Antifascismo non è una scelta politica, ma una condizione necessaria e un valore che non richiede una bandiera o un colore partitico, ma una presa di coscienza di chi siamo noi come persone, entità individuale, prima ancora che sociale e statale.
E per noi donne è un monito ad essere partigiane ancora oggi, ogni giorno, per essere libere sempre, consapevoli che nessun decreto o decisione politica di governo possa venire a imporci scelte che riguardano il nostro corpo e la nostra identità di persone, capaci di autodeterminarsi e realizzarsi in ogni ambito.
Non è un ruolo che mi definisce donna libera e io non mi sento rappresentata da una donna, Presidente del Consiglio, che non ha il coraggio di dichiararsi in modo chiaro e indubbio di essere un’antifascista, avendo giurato fedeltà alla Costituzione.
Essere antifascista è una lotta giornaliera, una scelta personale, oltre che sociale e culturale contro la discriminazione di genere o di qualsiasi altra forma che provoca uno stato di sottomissione a un potere superiore.
Ci sono nomi autorevoli di grandi donne che hanno lottato per noi e che ce lo ricordano ogni istante della nostra vita, se esiste ancora una memoria storica. Insieme, seppur appartenenti a schieramenti politichi opposti, hanno definito cosa significa democrazia, al pari di grandi uomini, Tina Anselmi, Nilde Jotti per ricordarne le più note.
E proprio Nilde Jotti ci lasciò questo pensiero su cui noi tutti, uomini e donne dovremo riflettere per comprendere cosa significa politica, soprattutto oggi, dinanzi alla situazione che stiamo vivendo nel nostro paese:
“Dobbiamo far entrare nella politica l’esperienza quotidiana della vita, le piccole cose dell’esistenza, costringendo tutti – uomini politici, ministri, economisti, amministratori locali – a fare finalmente i conti con la vita concreta delle donne.”
La vita concreta di noi donne riguarda lo Stato e riguarda tutti noi, se desideriamo sul serio che il nostro paese prosperi, se non dobbiamo sempre ogni giorno vivere la frustrazione di non sentirci sostenute nelle scelte fondamentali senza condizionamenti esterni o sensi di colpa imposti. Essere madri o non-madri non ci determina nel valore di chi siamo, essere professioniste o casalinghe non ci pone su piani diversi valoriali, ma è solo la consapevolezza del nostro talento e la visione chiara di chi desideriamo essere in piena libertà che ci rende persone realizzate.

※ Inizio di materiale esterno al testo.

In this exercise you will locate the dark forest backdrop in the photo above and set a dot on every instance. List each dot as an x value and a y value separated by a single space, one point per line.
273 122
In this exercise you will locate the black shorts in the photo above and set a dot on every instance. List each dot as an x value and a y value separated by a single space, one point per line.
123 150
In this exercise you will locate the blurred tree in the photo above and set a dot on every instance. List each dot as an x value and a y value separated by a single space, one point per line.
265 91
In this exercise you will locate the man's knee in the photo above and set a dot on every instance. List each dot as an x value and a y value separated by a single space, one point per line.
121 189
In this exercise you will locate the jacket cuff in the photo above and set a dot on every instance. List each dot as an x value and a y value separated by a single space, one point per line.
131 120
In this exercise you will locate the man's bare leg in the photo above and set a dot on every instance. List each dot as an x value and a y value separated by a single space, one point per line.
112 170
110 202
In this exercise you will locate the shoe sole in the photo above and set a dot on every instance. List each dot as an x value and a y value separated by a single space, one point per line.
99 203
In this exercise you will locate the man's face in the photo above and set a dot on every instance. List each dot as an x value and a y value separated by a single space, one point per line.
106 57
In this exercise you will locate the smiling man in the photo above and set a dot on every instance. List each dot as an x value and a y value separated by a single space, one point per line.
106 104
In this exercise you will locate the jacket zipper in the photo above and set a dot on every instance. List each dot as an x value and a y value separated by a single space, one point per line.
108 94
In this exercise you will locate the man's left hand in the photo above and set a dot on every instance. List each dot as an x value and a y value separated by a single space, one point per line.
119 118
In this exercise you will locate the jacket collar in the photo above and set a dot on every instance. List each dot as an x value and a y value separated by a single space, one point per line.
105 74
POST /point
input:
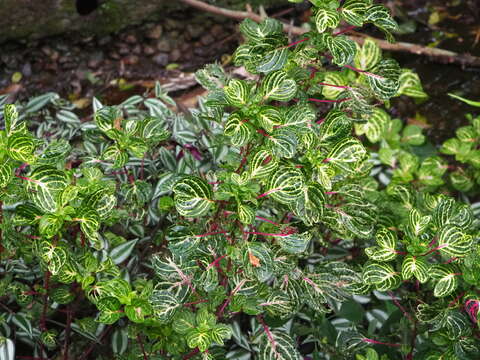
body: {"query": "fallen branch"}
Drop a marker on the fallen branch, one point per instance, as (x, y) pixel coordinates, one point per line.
(444, 56)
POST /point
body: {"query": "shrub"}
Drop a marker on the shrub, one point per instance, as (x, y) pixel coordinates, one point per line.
(254, 228)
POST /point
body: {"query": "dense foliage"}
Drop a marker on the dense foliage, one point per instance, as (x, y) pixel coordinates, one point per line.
(288, 217)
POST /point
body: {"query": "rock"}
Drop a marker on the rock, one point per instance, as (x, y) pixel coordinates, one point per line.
(207, 39)
(137, 49)
(175, 55)
(131, 60)
(164, 45)
(195, 31)
(155, 32)
(131, 39)
(217, 31)
(148, 50)
(160, 59)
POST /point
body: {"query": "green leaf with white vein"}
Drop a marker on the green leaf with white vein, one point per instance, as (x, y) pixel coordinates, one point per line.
(237, 92)
(326, 19)
(453, 241)
(347, 154)
(384, 79)
(382, 276)
(282, 143)
(273, 60)
(278, 345)
(446, 278)
(238, 130)
(6, 173)
(53, 256)
(294, 243)
(353, 11)
(262, 164)
(192, 196)
(368, 56)
(286, 185)
(415, 266)
(165, 304)
(45, 185)
(277, 86)
(342, 48)
(310, 205)
(21, 147)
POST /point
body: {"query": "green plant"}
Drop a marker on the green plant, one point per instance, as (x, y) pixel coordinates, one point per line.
(251, 229)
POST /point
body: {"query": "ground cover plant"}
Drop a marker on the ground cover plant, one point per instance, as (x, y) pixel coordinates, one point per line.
(288, 217)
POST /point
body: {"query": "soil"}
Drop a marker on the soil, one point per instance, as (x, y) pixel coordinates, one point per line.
(119, 65)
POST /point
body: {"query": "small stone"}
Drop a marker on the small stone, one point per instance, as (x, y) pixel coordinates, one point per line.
(217, 31)
(175, 55)
(160, 59)
(131, 39)
(207, 39)
(137, 49)
(131, 60)
(148, 50)
(27, 69)
(155, 32)
(164, 45)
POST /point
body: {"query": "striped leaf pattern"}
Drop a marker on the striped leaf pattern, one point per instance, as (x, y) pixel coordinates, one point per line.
(45, 186)
(283, 143)
(353, 11)
(238, 129)
(237, 92)
(278, 345)
(446, 280)
(368, 56)
(164, 305)
(385, 81)
(326, 19)
(310, 205)
(286, 185)
(192, 196)
(21, 147)
(382, 276)
(415, 267)
(262, 164)
(6, 173)
(342, 48)
(347, 154)
(453, 241)
(277, 86)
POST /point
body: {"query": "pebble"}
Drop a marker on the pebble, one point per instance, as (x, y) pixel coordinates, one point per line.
(155, 32)
(160, 59)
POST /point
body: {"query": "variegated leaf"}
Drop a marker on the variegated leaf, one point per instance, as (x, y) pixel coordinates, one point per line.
(353, 11)
(453, 241)
(192, 196)
(278, 345)
(382, 276)
(277, 86)
(282, 143)
(347, 154)
(262, 164)
(415, 266)
(384, 79)
(237, 92)
(238, 129)
(446, 280)
(326, 19)
(369, 55)
(45, 185)
(342, 48)
(286, 185)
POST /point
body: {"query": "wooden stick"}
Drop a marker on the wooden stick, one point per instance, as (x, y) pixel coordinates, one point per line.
(444, 56)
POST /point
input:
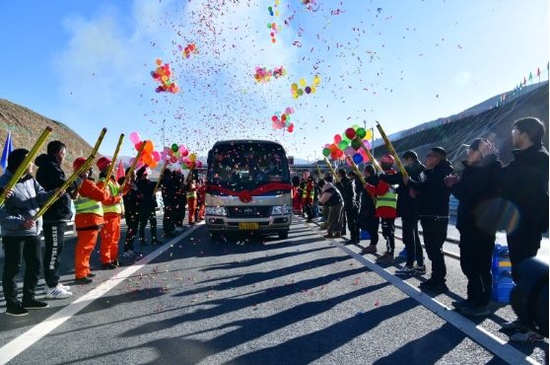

Questo è il senso personale per me nel ricordare la Ricorrenza del 25 Aprile, senza abbracciare alcun schieramento, che sia di destra o di sinistra, la storia non lo impone.
Scelgo e dichiaro di essere antifascista alla luce dell’eredità di chi ha rischiato la vita o l’ha persa perché possa io oggi essere una donna libera sempre, partigiana per tutte coloro che non hanno la possibilità di farcela da sole o per dar voce a chi voce non ha, oppresse, violentate e uccise ancora oggi.